DE VPRO BELOOFDE een programma over de vraag ‘wat een schrijver met zijn tijd, zijn omgeving en het wereldgebeuren kan doen’. Vier jonge schrijvers mochten op bezoek bij Harry Mulisch, die voor de gelegenheid salon hield in een suite in hotel Americain, om die vraag te bespreken.
Het programma bestond hoofdzakelijk uit tussengemonteerde, nietszeggende shots. Fragmenten waarin ‘gewone’ mensen figureerden die in een winkel kuierden, een snackbar binnenliepen, in de tram zaten of op straat slenterden. Vermoedelijk dienden deze scènes om ‘het tijdsbeeld’ te illustreren, of waren ze bedoeld als symbolische blik op de buitenwereld waar de wereld zich, zoals bekend is, immer voortspoedde terwijl Mulisch binnen vier schrijvers ontving.
De nieuwe generatie besprak hoe modern de wereld tegenwoordig toch is en klaagde dat het leven thans zo verbrokkeld is. Op zich al een non-discussie, maar alla, je moet ergens mee beginnen. Twee vertegenwoordigers van de Generatie Nix, Giphart en Van Erkelens, die eerder een verfrissend gebrek aan respect jegens grote namen en grote gebeurtenissen hadden vertoond, mochten eerst en waren uiterst deemoedig tegenover de Meester. Giphart knikte veel en heftig geïmponeerd ‘ja’ op alles wat Mulisch zei en Van Erkelens was als vanouds cokedoorstoven, wat bleek uit het trekken met zijn mond en zijn malende kaken. Ze leken net twee nerveuze schoolblad-redacteuren op bezoek bij hun idool, zoals later ergens in een krant stond.
AFTh van der Heijden was breedsprakig en zat ontspannen achteroverleunend in zijn stoel, klaar om de fakkel in ontvangst te nemen die hij zichzelf allang had toebedacht: na Mulisch, daar was geen discussie meer over mogelijk, kwam hij als enige in aanmerking voor diens positie als literair orakel.
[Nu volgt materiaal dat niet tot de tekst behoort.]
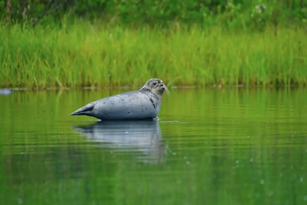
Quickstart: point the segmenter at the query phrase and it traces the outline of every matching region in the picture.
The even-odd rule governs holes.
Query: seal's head
[[[169,91],[164,85],[162,80],[157,78],[153,78],[148,80],[141,89],[148,90],[156,95],[162,96],[165,90],[166,94],[169,93]]]

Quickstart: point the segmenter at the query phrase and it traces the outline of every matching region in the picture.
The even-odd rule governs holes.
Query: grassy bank
[[[307,82],[303,29],[280,26],[275,36],[273,26],[262,32],[102,27],[2,26],[0,85],[141,85],[153,77],[176,85]]]

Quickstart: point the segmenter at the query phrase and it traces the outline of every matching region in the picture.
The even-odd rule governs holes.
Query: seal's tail
[[[89,103],[80,109],[77,110],[69,115],[91,115],[91,111],[94,108],[95,104],[92,103]]]

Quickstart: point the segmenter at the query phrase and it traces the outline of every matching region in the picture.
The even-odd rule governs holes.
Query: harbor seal
[[[86,115],[101,120],[154,119],[160,110],[165,90],[167,94],[169,93],[162,80],[153,78],[138,90],[92,102],[70,115]]]

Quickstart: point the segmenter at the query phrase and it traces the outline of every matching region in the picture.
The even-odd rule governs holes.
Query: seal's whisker
[[[167,89],[167,88],[166,86],[165,85],[163,87],[164,87],[164,89],[165,90],[165,91],[166,91],[166,94],[167,95],[169,94],[169,89]]]

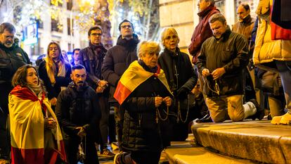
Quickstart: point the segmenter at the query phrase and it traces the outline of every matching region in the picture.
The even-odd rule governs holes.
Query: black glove
[[[178,89],[176,97],[181,100],[186,99],[187,99],[188,92],[187,89],[181,87]]]

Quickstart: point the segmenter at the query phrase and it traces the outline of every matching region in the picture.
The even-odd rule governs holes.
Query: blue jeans
[[[276,61],[276,64],[281,77],[282,85],[284,89],[286,108],[291,112],[291,61]]]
Hij verzorgde in ieder geval een geslaagde opvoering van zijn act ‘wij mannen van formaat begrijpen elkaar tenminste’. Joost Zwagerman, die lelijke houterige zinnen schrijft doch die avond mooi en gedreven sprak, was nog het meest onderhoudend en deed werkelijk zijn best een gesprek te voeren.
Buiten spoedde het leven zich onaangedaan voort. Binnen was er niemand die zich afvroeg of de kunst van romans er misschien uit bestond grote verhalen te maken uit kleine onderwerpen en te grote onderwerpen hanteerbare proporties te geven. Nee, groots en meeslepend moest het allemaal en het hele universum in één literair gebaar gepropt.
De literaire jeugd van tegenwoordig werd voorts gedefinieerd als man. Afgaande op dit programma zou je werkelijk geloven dat schrijfsters niet kunnen schrijven. Waar waren ze: Hemmerechts, Dorrestein, Brouwers, De Loo, De Moor, Raskin, Mutsaers, Februari, Van Marissing, Palmen? Of desnoods, voor de verandering, de meisjes van Generatie Nix?